Executive Order Developing Efficient, Effective, and Cost-Reducing Approaches to Federal Sector Collective Bargaining
Executive Order Ensuring Transparency, Accountability, and Efficiency in Taxpayer Funded Union Time Use
The Washington Post did an execellent summation which can be found here (Trump takes aim at federal bureaucracy with new executive orders rolling back civil-service protections)
-The orders limit federal employees to spending no more than a quarter of their workday on “official time” — paid time to do union business, a benefit Congress approved for federal unions four decades ago. Administration officials said the change could save $100 million a year.
-They require agencies to negotiate union contracts in less than a year. And they direct managers to move more aggressively to fire poor performers or employees involved in misconduct, limiting to one month a last-chance grace period for improvement that now can last up to 120 days. Agencies must also disclose details about an employee’s record to other federal offices considering hiring someone who has been fired or disciplined.

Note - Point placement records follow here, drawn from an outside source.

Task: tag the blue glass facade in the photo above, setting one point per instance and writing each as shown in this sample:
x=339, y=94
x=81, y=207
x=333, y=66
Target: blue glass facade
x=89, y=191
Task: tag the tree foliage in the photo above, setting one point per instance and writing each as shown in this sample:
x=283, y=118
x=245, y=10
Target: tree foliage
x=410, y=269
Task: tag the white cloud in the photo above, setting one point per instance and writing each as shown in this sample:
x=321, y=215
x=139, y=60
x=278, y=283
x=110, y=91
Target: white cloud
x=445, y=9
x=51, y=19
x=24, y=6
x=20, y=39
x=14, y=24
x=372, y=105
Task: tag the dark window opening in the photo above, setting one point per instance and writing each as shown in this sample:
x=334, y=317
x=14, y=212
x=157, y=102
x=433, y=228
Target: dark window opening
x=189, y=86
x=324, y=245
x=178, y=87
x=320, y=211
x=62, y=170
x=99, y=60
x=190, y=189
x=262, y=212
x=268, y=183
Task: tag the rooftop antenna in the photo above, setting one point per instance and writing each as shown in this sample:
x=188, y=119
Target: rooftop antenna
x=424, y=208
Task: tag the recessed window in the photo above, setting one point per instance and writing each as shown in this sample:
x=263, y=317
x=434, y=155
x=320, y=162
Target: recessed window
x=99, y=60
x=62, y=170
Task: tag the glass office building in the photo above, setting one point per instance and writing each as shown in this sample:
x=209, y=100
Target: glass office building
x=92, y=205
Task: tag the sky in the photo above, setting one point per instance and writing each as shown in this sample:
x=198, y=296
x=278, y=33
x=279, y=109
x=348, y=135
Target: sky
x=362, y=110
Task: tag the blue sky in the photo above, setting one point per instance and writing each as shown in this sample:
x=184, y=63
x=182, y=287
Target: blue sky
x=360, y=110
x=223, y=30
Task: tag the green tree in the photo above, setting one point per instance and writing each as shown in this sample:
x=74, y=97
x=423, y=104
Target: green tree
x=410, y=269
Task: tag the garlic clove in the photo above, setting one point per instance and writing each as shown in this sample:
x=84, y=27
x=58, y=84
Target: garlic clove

-The changes also upend a long tradition of basing layoffs on seniority. Agencies can now take performance into consideration, as well.
-The orders also require agencies to begin charging unions for space in federal buildings they now use for free.
-White House officials said their goal is to make the federal workforce more efficient and responsive to the public and to improve morale for employees who play by the rules.
-In a briefing with reporters, Andrew Bremberg, the White House director of the Domestic Policy Council, said surveys of federal employees have repeatedly found that few trust their managers to adequately address poor performers.
“These executive orders make it easier for agencies to remove poor-performing employees and ensure that taxpayer dollars are more efficiently used,” Bremberg said. The president, he noted, called on Congress during his State of the Union address “to empower every Cabinet secretary with the authority to reward good workers and to remove those that undermine the public trust or fail the American people.”